Thinking it over I’ve—
What?
So sweetly I’ll make you—
What?
Ignoring the burn, the twist, the knowing yank in her guts, she’d lifted her chin. Smiled at her audience. Chickened out.
“I still sang,” she’d told Mamma later. Her folks hadn’t known about the contest; it hadn’t been in her plan to tell them at all. Her plan, such as it was, had been to amaze the crowd with her talent. To blow them so far away, it’d take weeks to bring ’em back down to earth. We heard your gal the other day, they’d gush to Mamma and Daddy at the Holloway feed store or the Napanee auction house or the gas station at Miller’s Point. They’d brag on Bets’ behalf. What a set of pipes she gots! Swear to God, that child’s part canary.

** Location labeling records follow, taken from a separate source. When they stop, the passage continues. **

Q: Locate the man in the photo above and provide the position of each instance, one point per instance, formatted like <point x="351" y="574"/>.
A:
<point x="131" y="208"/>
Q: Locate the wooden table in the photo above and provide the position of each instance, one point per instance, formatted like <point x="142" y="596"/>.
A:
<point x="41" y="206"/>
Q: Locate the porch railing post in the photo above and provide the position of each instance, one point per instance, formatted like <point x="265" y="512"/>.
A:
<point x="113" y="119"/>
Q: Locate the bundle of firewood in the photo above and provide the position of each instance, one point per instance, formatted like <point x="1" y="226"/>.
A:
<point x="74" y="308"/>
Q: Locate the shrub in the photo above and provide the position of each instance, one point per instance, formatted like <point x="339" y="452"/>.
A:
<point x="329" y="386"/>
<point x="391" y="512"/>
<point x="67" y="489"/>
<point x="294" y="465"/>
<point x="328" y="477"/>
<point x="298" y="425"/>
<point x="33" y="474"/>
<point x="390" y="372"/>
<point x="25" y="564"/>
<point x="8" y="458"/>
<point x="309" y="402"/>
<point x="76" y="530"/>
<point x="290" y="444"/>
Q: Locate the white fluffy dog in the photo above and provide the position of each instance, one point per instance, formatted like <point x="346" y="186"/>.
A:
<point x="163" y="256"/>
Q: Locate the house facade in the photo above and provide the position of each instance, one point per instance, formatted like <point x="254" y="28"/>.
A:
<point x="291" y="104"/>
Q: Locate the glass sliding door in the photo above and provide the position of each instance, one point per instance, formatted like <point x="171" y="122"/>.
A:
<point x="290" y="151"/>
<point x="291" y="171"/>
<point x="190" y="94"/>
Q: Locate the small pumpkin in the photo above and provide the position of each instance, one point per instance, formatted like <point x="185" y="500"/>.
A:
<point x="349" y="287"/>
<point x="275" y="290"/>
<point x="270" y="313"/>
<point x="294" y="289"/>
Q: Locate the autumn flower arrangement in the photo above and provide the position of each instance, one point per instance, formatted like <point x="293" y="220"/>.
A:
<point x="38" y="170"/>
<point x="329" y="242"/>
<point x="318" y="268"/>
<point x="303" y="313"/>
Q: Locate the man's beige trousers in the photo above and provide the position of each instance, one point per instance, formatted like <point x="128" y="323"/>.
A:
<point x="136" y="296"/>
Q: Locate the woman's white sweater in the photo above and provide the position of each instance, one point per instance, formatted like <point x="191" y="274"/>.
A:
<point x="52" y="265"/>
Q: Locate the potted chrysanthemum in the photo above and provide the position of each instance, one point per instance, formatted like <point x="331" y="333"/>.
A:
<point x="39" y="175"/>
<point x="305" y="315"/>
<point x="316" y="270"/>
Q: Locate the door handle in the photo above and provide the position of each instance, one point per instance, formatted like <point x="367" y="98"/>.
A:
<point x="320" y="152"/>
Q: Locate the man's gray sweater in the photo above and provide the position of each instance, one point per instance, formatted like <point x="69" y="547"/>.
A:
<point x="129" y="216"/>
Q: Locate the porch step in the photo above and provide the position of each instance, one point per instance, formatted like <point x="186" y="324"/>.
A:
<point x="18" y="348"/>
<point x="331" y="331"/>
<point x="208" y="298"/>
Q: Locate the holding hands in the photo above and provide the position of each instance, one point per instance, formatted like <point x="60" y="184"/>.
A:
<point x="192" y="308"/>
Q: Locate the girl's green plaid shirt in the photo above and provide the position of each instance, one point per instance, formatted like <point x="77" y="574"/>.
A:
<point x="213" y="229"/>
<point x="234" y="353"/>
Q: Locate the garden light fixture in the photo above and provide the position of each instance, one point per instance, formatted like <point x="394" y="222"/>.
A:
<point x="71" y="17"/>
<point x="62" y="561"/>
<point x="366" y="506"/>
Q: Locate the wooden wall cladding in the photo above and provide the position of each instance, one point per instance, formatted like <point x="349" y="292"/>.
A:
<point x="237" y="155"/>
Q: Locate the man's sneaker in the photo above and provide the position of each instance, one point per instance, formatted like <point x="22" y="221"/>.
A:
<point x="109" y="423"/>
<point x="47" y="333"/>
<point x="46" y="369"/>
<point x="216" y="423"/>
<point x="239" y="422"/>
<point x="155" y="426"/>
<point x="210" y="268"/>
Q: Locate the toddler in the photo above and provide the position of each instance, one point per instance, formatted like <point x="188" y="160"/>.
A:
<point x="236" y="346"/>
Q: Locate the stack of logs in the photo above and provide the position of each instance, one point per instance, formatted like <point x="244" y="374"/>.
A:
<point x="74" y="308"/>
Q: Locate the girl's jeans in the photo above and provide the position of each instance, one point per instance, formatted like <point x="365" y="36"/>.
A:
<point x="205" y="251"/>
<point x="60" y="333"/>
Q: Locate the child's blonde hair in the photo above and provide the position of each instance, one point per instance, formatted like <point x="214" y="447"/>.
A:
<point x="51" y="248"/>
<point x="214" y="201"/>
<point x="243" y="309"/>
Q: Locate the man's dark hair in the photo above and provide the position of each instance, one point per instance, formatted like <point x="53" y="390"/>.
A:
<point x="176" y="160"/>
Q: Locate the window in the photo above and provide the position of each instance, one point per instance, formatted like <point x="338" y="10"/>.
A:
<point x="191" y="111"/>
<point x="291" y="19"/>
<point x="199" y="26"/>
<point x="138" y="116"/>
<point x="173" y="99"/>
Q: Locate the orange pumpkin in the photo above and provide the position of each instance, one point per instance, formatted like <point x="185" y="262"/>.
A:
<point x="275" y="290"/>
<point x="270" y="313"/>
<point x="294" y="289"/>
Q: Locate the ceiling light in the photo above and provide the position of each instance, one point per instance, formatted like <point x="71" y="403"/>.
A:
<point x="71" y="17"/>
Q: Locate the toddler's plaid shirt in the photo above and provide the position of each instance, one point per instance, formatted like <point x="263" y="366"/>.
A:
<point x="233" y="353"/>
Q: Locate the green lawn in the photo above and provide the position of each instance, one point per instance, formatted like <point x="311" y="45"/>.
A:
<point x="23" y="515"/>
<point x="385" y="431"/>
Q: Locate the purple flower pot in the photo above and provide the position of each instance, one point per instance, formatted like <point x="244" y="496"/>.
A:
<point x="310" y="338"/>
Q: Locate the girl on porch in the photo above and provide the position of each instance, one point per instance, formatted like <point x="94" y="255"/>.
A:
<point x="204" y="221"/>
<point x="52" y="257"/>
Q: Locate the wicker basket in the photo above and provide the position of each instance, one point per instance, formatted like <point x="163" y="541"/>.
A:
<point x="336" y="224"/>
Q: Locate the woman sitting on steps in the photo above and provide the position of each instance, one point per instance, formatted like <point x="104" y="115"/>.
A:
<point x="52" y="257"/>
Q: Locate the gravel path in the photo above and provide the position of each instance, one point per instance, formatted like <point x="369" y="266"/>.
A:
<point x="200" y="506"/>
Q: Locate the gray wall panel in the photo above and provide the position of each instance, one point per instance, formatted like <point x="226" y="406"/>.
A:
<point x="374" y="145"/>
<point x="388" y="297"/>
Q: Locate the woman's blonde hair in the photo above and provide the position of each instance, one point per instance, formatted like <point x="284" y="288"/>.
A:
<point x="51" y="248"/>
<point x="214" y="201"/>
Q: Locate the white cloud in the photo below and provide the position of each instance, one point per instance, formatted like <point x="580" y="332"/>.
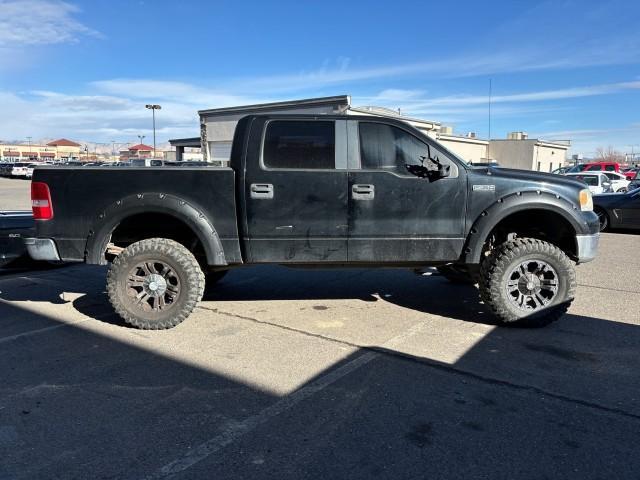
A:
<point x="411" y="101"/>
<point x="114" y="109"/>
<point x="39" y="22"/>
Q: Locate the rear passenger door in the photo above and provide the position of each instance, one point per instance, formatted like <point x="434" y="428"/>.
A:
<point x="296" y="191"/>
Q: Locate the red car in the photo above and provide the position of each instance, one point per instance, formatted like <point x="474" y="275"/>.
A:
<point x="603" y="166"/>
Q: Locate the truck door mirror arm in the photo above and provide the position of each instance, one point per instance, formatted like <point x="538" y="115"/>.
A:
<point x="422" y="171"/>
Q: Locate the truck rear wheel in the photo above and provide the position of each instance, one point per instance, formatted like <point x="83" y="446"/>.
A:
<point x="155" y="283"/>
<point x="528" y="282"/>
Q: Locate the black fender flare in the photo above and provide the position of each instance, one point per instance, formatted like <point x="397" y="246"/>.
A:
<point x="107" y="220"/>
<point x="514" y="203"/>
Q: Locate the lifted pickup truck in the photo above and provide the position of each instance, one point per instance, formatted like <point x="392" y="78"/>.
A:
<point x="318" y="191"/>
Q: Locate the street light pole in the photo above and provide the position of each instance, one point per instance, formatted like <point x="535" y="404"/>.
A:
<point x="153" y="109"/>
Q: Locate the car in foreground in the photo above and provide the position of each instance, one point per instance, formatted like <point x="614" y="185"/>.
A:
<point x="315" y="192"/>
<point x="596" y="181"/>
<point x="14" y="227"/>
<point x="618" y="211"/>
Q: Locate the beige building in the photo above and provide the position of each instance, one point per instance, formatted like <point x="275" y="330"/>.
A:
<point x="217" y="127"/>
<point x="470" y="148"/>
<point x="58" y="150"/>
<point x="519" y="151"/>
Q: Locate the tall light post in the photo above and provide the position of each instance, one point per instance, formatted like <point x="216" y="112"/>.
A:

The plan, such as it was, had been to surprise them into being proud.
Once it was over, though, Bets knew she’d missed the mark. Knew it but wanted to be told she hadn’t done half bad. That she’d come close, which wasn’t nothing. That she’d thunk on her feet, even, changing songs at the last minute, choosing a tongue-twisting choir tune folks could tap their feet to, instead of a two minute lullaby. That she’d done something, hadn’t she just, never mind that she was only a kid.